Each camera has a different view and will pick up the meteor at a different time depending on distance, atmospheric conditions and camera. The solver attempts to compensate for this by allowing up to five seconds difference in start time of the event as seen from different cameras. However, if the detections still can't be matched even after allowing for timing discrepancies, either they're different meteors, or the data are in some way too inaccurate. Perhaps one detection was through cloud, or near the horizon, or right on the edge of the field of view.
If the meteor is a long way off, or the cameras are relatively close together as seen from the meteor, then the convergence angle may be too small for accurate calculations. Imagine drawing a triangle with the cameras at two corners and the meteor at the third.

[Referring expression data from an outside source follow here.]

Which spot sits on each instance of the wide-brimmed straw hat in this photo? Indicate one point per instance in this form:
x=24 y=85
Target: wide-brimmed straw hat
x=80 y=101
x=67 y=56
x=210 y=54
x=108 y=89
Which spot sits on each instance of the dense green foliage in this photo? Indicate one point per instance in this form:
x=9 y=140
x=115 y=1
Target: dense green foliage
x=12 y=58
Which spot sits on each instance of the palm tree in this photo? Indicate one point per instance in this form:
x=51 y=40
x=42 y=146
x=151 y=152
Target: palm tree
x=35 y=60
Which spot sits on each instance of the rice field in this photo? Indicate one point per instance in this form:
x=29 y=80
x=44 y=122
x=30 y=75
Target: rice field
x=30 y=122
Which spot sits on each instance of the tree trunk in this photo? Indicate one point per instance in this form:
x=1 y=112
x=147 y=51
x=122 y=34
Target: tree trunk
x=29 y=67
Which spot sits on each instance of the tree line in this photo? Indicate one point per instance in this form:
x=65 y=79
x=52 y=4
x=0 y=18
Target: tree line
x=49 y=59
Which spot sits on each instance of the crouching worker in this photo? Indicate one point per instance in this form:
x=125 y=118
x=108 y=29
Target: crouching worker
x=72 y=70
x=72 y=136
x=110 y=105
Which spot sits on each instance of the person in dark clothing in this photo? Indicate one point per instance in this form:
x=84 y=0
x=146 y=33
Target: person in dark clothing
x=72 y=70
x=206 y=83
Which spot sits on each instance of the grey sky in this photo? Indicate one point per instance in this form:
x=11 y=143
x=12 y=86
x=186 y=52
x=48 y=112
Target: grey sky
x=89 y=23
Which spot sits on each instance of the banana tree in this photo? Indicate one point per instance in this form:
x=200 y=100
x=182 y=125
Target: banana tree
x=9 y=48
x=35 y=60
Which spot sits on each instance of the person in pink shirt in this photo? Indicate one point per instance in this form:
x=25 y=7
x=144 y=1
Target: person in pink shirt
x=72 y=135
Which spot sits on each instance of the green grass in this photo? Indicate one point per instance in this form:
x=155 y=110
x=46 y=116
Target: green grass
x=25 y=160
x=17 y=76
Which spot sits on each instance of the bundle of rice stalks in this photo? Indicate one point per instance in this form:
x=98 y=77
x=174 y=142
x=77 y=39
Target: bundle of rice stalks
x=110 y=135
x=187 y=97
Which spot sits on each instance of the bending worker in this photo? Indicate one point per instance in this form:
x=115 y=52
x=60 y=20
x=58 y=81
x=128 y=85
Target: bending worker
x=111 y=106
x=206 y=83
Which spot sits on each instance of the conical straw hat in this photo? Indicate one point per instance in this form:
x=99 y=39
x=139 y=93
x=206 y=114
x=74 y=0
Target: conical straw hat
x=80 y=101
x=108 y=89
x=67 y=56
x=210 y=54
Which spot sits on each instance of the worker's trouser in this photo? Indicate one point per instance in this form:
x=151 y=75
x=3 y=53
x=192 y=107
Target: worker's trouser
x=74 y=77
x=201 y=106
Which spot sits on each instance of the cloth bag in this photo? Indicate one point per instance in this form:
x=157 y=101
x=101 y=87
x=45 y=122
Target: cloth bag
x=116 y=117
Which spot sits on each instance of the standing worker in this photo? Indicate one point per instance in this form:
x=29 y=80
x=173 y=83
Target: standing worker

If the triangle has a wide base and sides around the same length, then we can measure the meteor's position very accurately. However, if the base is narrow and the triangle is tall and thin, then the measurement is much less accurate.
Its important to remember that the data reported by the camera are the result of experiment and contains both systematic errors and random noise. For example, the camera sensor has a finite pixel size and we can only measure position to the nearest pixel. Thus sometimes, including a point causes the errors in the fit to stray outside the acceptable range and the point must be excluded. Sometimes an entire camera gets excluded - usually this happens because it had a bad angle on the detection, or only caught part of the event.
If too many data points are excluded, or no fit can be found that's within tolerances, then the solution will fail.